The Omicron variant has been spreading so quickly that it has caused a surge of new COVID cases in the U.S. much like the previously dominant Delta variant. But unlike Delta, Omicron also appears to be causing a much higher number of breakthrough infections. Doctors have confirmed that both unvaccinated and fully vaccinated people can catch this variant, although they might experience vastly different illnesses. In fact, there are COVID symptoms that are much more likely to occur in vaccinated people with Omicron than in unvaccinated individuals, and vice versa. Read on to find out what the common signs of this variant are for those with breakthrough infections.
Vaccinated people infected with Omicron tend to have more cold-like symptoms.
While the Omicron variant has the ability to spread to both vaccinated and unvaccinated individuals, the way in which it manifests seems to differ. Maya N. Clark-Cutaia, PhD, a professor at the New York University Meyers College of Nursing, told The New York Times that vaccinated patients who get infected with Omicron tend to complain more often of headaches, body aches, and fever. "Like a really bad cold," she said. On the other hand, shortness of breath, cough, and other common flu-like symptoms are only really hitting unvaccinated individuals infected with this variant.
Craig Spencer, MD, the director of Global Health in Emergency Medicine at New York-Presbyterian and Columbia University Medical Center, said that people who have been boosted also might experience sore throat, while those with two-doses might also get fatigue and some coughing. "But no shortness of breath. No difficulty breathing," he tweeted on Dec. 26.
They're also less likely to have one symptom in particular.
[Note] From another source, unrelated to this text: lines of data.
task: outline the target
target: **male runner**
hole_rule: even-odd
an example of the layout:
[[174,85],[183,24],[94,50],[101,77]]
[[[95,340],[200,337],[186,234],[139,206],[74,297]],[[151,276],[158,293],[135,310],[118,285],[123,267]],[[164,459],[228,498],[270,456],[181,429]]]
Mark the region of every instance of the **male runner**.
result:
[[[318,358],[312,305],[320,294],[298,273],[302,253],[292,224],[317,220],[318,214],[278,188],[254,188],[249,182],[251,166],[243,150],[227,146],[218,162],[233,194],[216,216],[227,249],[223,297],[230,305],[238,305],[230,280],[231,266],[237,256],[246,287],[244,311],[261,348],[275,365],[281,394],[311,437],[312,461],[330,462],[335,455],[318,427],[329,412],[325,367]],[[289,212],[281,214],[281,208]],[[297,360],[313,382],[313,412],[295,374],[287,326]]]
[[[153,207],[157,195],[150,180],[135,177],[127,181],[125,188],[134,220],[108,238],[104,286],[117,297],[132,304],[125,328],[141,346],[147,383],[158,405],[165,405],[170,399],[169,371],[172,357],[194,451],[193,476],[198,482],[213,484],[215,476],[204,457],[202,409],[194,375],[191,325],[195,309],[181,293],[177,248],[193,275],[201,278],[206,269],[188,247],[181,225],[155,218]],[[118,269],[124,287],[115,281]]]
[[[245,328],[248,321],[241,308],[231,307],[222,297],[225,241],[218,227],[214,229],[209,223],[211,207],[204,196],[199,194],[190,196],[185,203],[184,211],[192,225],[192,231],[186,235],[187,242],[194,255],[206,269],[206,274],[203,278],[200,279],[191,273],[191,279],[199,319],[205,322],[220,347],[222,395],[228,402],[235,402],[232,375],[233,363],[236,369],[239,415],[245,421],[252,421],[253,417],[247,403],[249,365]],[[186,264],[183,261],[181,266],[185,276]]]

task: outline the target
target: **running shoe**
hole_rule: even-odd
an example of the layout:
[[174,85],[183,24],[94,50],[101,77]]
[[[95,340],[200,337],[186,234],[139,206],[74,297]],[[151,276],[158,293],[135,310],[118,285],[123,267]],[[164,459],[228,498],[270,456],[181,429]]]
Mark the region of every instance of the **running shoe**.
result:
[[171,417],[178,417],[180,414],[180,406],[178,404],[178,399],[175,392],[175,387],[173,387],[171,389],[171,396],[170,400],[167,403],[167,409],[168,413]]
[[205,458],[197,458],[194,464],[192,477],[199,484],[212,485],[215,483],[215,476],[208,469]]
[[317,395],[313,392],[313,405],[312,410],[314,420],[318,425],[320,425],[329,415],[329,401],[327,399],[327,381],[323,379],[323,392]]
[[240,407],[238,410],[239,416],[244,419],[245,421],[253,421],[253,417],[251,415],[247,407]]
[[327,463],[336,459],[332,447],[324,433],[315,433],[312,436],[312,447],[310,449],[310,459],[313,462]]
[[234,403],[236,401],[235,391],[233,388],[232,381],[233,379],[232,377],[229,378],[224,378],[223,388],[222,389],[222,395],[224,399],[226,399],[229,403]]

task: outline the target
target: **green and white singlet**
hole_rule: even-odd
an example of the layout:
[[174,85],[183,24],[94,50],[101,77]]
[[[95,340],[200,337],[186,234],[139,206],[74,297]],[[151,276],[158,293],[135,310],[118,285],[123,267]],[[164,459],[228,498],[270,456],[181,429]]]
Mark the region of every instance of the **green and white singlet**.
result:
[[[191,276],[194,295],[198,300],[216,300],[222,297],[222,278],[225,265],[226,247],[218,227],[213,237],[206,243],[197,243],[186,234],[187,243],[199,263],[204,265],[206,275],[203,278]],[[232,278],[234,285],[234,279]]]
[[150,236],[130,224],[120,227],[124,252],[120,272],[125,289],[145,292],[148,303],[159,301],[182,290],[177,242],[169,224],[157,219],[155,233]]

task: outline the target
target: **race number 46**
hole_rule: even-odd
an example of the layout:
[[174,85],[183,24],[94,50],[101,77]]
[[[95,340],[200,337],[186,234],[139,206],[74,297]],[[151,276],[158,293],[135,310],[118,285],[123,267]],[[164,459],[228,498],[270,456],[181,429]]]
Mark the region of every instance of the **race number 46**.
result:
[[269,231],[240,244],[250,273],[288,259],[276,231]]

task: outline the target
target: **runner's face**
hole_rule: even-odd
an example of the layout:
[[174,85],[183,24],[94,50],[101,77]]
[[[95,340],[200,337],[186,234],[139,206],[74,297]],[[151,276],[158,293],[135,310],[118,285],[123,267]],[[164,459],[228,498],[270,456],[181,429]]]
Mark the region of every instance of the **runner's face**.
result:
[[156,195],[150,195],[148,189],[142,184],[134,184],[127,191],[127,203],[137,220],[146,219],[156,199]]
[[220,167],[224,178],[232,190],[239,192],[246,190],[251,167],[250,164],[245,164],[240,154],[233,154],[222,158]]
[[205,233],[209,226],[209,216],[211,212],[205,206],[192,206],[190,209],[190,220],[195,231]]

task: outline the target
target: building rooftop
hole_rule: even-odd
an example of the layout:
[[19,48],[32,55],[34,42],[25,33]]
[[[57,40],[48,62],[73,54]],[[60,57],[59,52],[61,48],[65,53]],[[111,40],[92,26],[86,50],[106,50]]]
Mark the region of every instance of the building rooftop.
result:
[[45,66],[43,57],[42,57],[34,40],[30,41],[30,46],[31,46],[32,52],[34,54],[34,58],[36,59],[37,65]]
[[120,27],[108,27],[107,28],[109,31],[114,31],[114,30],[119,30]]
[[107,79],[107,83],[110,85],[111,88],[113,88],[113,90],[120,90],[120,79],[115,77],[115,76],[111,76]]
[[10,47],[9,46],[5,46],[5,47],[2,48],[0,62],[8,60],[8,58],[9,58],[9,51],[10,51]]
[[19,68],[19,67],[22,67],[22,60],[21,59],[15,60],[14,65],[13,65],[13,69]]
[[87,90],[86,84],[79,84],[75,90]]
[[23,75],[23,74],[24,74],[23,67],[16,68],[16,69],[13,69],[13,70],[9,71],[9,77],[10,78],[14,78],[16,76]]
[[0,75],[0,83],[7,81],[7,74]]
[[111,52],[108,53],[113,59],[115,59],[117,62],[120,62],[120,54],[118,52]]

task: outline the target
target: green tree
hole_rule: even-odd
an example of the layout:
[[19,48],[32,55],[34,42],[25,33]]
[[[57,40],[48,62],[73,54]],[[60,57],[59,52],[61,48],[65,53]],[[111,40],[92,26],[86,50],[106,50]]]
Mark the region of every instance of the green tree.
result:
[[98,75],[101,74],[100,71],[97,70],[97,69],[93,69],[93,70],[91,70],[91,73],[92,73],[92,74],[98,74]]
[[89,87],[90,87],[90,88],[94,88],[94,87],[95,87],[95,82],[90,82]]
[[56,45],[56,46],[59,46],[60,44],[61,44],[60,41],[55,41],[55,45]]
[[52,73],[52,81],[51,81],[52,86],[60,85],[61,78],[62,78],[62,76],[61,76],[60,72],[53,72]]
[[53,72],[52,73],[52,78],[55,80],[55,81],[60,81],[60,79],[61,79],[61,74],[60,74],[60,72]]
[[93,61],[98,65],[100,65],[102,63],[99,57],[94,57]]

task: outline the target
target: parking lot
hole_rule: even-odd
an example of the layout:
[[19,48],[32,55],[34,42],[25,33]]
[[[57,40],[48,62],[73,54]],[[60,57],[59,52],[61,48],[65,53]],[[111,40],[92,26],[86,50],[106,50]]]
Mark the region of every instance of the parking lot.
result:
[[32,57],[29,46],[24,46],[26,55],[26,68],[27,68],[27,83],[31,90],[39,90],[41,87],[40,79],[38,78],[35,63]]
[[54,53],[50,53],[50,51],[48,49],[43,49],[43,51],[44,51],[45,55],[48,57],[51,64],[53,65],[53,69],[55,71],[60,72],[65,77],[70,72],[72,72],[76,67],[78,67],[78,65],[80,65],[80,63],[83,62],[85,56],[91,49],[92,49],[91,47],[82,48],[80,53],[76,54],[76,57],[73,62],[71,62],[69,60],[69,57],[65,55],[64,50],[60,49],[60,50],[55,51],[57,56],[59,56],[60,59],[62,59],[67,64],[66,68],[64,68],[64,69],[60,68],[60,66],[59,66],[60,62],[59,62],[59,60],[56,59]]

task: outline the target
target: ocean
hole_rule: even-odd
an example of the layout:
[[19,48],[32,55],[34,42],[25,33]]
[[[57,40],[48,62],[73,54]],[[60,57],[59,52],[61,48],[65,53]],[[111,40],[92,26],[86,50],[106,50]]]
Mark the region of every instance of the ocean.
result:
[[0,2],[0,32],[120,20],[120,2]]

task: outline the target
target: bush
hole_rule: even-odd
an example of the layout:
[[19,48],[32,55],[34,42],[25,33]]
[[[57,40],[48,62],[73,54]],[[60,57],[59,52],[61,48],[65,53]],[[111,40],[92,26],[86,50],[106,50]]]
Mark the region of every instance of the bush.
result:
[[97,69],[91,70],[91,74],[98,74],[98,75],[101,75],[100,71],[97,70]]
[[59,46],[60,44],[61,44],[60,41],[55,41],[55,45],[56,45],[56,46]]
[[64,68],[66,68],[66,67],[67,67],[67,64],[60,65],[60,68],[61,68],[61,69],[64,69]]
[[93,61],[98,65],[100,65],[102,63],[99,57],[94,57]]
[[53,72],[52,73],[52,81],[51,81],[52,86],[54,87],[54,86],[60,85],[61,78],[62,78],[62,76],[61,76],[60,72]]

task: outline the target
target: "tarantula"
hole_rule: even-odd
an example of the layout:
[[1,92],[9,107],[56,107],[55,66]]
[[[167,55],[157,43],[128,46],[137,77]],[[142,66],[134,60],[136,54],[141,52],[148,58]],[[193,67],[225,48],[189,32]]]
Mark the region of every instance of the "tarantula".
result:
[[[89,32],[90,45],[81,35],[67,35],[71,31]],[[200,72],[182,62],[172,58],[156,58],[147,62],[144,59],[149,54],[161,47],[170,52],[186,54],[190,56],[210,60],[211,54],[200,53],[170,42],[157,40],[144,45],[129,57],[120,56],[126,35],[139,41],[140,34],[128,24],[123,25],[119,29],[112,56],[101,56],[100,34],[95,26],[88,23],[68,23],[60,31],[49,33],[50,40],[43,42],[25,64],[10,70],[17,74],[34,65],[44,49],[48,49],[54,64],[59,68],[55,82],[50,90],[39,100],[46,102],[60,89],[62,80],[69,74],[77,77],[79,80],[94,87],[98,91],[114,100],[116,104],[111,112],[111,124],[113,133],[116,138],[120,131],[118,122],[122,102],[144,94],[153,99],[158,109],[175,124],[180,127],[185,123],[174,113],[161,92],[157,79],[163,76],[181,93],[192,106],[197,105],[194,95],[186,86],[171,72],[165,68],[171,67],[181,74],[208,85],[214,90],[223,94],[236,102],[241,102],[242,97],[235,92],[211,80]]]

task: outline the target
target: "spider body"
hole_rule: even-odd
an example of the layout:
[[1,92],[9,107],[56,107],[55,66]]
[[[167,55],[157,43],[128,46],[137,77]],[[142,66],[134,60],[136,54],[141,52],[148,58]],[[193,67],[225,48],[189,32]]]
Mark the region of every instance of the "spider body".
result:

Loss of smell and taste are symptoms that are less common with Omicron across the board. But those with breakthrough cases might also be missing one formerly tell-tale COVID sign: fever. "I think what we are experiencing, though, is for people who are vaccinated, or vaccinated and boosted, we're not seeing as much fever, if any, as opposed to an unvaccinated person," Judith O'Donnell, MD, the chief of infectious disease at Penn Presbyterian Medical Center, told The Philadelphia Inquirer.
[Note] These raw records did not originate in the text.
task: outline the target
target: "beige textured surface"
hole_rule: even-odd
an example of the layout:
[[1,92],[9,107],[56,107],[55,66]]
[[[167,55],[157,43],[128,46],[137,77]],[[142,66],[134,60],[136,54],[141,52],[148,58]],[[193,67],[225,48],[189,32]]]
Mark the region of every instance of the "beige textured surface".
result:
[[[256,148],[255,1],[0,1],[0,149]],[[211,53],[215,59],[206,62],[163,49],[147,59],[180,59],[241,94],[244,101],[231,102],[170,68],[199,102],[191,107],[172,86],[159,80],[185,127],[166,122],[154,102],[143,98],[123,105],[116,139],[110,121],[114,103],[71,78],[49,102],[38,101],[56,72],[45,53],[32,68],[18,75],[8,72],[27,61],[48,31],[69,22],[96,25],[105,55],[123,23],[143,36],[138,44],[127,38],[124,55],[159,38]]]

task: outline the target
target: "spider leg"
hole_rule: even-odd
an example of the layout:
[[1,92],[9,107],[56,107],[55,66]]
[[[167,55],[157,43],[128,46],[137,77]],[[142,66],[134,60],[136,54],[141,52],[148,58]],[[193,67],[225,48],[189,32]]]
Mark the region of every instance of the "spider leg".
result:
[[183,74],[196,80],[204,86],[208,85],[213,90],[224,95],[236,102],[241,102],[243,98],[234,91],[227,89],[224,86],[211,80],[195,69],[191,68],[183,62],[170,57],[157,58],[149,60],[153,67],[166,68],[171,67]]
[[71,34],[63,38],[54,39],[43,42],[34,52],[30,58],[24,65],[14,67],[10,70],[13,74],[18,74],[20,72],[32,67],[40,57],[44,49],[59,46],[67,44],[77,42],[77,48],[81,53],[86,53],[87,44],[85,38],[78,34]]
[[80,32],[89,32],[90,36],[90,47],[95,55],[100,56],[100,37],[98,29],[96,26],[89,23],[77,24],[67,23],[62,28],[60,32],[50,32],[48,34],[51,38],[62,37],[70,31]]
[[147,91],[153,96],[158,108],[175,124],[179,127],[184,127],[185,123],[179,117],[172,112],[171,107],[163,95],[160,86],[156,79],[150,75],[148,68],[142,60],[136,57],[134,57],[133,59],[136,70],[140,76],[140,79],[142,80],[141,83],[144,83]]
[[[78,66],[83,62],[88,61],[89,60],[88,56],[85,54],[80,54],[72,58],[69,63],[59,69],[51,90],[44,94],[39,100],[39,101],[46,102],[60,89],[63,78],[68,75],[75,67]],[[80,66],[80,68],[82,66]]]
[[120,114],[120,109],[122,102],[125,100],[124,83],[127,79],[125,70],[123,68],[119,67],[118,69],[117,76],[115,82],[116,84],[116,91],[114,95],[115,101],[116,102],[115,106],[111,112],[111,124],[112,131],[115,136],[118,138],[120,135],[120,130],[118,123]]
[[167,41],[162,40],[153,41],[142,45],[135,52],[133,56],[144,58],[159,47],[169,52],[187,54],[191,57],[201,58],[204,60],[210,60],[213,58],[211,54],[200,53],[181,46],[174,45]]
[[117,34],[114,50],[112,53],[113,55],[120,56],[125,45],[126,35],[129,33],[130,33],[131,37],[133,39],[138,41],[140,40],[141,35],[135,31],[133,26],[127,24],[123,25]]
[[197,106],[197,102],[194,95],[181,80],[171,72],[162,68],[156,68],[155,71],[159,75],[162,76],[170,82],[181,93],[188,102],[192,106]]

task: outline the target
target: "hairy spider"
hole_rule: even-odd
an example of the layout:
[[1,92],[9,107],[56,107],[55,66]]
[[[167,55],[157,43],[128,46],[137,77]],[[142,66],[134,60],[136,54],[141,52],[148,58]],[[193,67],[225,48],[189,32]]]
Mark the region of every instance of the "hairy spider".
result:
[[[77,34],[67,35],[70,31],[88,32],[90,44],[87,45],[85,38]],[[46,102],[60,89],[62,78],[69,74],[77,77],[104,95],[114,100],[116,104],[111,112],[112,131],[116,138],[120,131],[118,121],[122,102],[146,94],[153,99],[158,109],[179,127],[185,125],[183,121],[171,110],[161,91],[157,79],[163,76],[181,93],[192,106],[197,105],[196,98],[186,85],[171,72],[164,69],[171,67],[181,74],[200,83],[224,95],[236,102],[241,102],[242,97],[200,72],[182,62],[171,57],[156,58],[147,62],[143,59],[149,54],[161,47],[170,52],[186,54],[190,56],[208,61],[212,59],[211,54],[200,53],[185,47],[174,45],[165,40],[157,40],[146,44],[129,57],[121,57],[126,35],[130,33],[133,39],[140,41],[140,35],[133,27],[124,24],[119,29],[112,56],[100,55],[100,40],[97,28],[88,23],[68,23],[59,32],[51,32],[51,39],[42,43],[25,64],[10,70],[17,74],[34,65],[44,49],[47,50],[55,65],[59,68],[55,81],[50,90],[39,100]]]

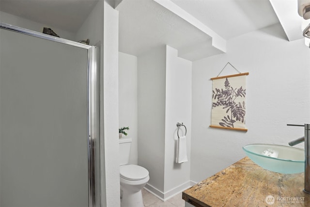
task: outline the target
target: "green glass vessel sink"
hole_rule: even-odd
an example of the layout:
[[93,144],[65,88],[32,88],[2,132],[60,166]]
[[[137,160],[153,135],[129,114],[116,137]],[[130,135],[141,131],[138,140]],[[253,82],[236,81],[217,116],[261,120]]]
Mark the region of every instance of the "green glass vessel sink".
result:
[[284,174],[305,171],[305,150],[277,144],[251,144],[242,147],[253,162],[262,168]]

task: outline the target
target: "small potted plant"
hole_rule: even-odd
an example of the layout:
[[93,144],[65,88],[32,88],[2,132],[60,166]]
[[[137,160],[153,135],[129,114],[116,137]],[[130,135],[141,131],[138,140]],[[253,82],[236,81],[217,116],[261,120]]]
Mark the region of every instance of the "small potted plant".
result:
[[122,138],[122,135],[123,135],[123,134],[124,135],[127,136],[127,133],[125,131],[125,130],[129,130],[129,127],[124,127],[118,129],[119,138],[120,139]]

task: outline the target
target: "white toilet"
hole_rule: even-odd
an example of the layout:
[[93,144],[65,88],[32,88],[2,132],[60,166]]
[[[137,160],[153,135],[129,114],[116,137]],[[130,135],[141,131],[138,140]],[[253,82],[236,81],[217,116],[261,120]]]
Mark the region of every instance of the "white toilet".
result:
[[127,165],[129,161],[130,138],[121,138],[120,143],[120,180],[121,206],[143,207],[141,190],[150,179],[149,171],[136,165]]

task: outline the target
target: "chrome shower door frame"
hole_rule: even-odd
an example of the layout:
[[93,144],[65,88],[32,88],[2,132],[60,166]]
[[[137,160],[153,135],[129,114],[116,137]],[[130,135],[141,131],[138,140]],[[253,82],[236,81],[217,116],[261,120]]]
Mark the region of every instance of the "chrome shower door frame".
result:
[[[87,58],[87,131],[88,161],[88,203],[89,207],[100,206],[96,201],[100,194],[100,176],[95,176],[95,169],[100,168],[100,158],[95,153],[99,150],[99,50],[95,46],[45,34],[10,24],[0,22],[0,29],[45,39],[88,50]],[[85,143],[86,144],[86,143]],[[98,157],[98,156],[97,156]],[[99,170],[100,172],[100,170]],[[100,197],[100,196],[98,196]]]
O'Donnell also confirmed that these breakthrough infections are more likely to produce cold-like symptoms. "Vaccinated people who have cold symptoms, nasal congestion, runny noses, sore throats, but aren't experiencing fever—if you're vaccinated and boosted, and those are the symptoms you're having, you may have COVID-19," she said.
Doctors say vaccinated and unvaccinated cases differ in severity with Omicron.
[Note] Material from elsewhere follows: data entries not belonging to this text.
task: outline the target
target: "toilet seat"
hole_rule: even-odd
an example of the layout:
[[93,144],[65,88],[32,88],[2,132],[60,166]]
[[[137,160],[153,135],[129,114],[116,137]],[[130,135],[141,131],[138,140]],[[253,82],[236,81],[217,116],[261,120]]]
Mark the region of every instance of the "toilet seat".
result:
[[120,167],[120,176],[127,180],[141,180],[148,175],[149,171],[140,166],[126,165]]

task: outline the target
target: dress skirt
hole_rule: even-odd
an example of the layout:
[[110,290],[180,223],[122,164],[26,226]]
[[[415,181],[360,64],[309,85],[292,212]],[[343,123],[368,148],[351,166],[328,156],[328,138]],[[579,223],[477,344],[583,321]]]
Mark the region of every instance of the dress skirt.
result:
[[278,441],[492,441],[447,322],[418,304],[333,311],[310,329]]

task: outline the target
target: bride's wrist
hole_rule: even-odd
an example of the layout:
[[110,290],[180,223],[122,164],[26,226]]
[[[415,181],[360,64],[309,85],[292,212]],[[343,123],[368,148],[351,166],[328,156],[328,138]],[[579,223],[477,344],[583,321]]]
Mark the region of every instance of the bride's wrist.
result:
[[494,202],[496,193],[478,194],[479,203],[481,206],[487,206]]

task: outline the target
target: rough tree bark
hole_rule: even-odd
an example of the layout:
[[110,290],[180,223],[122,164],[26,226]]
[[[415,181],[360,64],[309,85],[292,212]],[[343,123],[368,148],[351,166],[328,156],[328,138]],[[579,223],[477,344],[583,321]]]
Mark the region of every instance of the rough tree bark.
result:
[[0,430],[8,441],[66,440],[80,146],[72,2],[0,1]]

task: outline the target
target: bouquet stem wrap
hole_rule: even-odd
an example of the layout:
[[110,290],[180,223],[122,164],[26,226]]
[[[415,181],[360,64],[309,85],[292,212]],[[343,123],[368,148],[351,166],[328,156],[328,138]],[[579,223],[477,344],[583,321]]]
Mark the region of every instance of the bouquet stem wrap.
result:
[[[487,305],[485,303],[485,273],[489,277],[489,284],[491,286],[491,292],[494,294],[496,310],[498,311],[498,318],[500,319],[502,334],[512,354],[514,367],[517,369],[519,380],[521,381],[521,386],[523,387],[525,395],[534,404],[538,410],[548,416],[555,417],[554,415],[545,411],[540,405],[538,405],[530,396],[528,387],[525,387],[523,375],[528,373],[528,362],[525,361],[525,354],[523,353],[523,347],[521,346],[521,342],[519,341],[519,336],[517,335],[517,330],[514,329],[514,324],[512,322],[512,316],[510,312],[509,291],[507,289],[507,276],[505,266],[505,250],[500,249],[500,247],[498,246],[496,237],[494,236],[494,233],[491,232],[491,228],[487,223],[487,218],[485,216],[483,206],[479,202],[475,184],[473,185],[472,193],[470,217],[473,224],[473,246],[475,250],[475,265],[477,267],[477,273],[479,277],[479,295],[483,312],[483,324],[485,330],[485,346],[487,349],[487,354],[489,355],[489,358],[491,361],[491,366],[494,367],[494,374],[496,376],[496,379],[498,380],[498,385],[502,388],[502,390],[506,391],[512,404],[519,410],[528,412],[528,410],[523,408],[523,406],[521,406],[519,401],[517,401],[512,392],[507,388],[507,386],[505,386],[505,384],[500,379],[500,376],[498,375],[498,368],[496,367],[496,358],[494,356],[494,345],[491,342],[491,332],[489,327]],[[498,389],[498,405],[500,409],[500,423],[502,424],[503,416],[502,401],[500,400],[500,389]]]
But many doctors say that the biggest difference vaccinated and unvaccinated people experience with Omicron isn't the type of symptoms—it's the severity of symptoms. Peter Chin-Hong, MD, an infectious disease specialist at the University of California, San Francisco, told NBC-affiliate KSN in Wichita, Kansas, that vaccinated and boosted people appear to have less severe symptoms that also last for a shorter amount of time.
According to Chin-Hong, unvaccinated people will likely see symptoms for five or more days, while those who are fully vaccinated might only have symptoms for one or two days. "There is little systematic data so far, but I expect that many vaccinated and especially boosted folks are experiencing very mild symptoms," he said, adding that there is also a "higher proportion of vaccinated folks who have no symptoms."
Unvaccinated people are more likely to be hospitalized with Omicron.
Preliminary evidence from scientists at Case Western Reserve University has found that the risk of being hospitalized or admitted to the intensive care unit during the U.S. Omicron surge is about half that of what it was during Delta's height. But it's still possible, especially among unvaccinated individuals.
"In an unvaccinated person, Omicron is quite capable of and is actually causing pneumonia," O'Donnell told The Philadelphia Inquirer. "People are coming in [the emergency department] with shortness of breath due to pneumonia, just like it has with prior waves and prior variants."
Daniel Griffin, MD, an infectious diseases specialist at ProHEALTH in New York, recently told NPR that he has also primarily seen unvaccinated people get "more systemic disease like pneumonia" with Omicron. "In fact, I haven't taken care of any boosted folks in the hospital this time around with COVID, suggesting that they are all outpatients and recovering uneventfully at home," he said.